The development of serodiagnostics and peptide vaccines to infectious diseases. NGPD is being applied in our research to epitope-map immune responses to disease, both antibody-mediated and cell-mediated, to improve diagnostics and develop novel peptide vaccines. Ongoing research is on Schmallenberg virus infection in ruminants which is known to cause large-scale outbreaks of foetal deformities across Europe. Our research is leading to the development of assays to differentiate vaccinated from infected animals (so-called DIVA tests). Fasciola hepatica infection of cattle and sheep, this parasite causes livestock mortality and reductions in productivity. Our research aims to develop novel multi-component vaccines. Salmonella infections of pigs and poultry. These infections place significant economic burdens on livestock industries and zoonotic serovars represent some of the most common foodborne pathogens affecting human health. Our research aims to identify peptide mimotopes to that can diagnose infection, including within a DIVA test. Eimeria infections of poultry. This parasite is the causal agent of coccidiosis, resulting in major economic losses in the poultry industry. We aim to develop rapid species-specific immunoassays to infections.
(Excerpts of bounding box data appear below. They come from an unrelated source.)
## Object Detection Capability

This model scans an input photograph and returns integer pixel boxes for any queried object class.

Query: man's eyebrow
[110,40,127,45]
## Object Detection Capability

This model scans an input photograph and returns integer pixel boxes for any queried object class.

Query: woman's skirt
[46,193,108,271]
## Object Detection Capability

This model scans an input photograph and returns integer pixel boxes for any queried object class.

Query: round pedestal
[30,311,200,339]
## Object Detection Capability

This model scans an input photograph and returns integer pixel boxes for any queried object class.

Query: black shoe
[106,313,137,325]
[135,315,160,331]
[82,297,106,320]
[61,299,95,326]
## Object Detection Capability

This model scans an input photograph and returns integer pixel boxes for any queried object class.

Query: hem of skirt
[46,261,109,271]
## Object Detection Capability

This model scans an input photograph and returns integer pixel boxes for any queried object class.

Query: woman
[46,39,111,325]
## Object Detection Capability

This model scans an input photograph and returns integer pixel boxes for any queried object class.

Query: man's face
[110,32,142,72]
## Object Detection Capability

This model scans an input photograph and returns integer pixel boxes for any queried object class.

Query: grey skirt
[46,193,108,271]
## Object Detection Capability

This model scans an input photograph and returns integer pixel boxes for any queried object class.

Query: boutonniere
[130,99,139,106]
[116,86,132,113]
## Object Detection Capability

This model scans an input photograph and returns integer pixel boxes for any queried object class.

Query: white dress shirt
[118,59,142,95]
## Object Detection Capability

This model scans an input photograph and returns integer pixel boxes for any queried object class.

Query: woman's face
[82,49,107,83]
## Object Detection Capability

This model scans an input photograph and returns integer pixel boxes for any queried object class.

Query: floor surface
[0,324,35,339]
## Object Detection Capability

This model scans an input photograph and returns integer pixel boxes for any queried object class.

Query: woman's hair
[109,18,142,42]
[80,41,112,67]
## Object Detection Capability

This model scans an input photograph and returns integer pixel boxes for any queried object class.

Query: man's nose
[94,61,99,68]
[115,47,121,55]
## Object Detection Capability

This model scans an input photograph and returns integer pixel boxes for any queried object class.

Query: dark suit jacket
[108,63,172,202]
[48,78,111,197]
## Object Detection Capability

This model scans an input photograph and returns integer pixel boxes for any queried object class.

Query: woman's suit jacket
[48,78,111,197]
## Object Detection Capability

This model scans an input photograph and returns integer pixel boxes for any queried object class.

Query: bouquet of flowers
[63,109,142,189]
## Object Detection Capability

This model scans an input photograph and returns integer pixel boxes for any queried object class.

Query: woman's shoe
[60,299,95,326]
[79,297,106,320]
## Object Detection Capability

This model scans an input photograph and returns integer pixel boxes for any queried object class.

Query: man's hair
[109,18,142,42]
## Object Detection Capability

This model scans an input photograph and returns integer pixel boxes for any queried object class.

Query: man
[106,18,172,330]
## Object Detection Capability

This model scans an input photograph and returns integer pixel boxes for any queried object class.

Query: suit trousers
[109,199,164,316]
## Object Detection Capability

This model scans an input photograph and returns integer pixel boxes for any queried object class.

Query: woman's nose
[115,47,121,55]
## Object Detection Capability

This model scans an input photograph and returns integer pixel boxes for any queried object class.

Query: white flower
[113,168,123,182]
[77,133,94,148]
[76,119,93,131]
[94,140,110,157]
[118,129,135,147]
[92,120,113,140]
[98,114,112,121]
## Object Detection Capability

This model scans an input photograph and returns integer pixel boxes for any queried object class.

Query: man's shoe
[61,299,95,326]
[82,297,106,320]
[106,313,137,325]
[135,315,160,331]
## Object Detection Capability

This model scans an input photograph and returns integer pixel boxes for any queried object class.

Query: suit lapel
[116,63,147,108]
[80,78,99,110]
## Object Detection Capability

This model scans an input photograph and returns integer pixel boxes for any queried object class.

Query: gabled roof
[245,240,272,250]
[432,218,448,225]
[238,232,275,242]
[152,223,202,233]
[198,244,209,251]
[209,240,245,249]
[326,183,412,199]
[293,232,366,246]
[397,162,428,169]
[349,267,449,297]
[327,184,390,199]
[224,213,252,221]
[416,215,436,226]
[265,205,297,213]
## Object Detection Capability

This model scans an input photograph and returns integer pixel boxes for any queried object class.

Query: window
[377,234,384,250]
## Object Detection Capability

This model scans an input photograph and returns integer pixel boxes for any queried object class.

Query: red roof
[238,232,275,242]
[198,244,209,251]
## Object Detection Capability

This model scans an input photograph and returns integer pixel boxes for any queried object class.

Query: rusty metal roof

Targeting cancer. We are applying NGPD to map autoantibody responses to a range of cancers including kidney, pancreatic and endometrial cancers. The aim is to develop novel biomarkers. We are also applying the technique in conjunction with a cell penetrating peptide system to develop tumour-specific transduction cassette for efficient drug delivery.
eDNA detection for surveillance of wildlife species: We are applying real time PCR and Next Generation Sequencing methods to detect environmental DNA (eDNA) of wildlife species in aquatic environments. The research is primarily aimed at the detection of the Great Crested Newt, a protected species.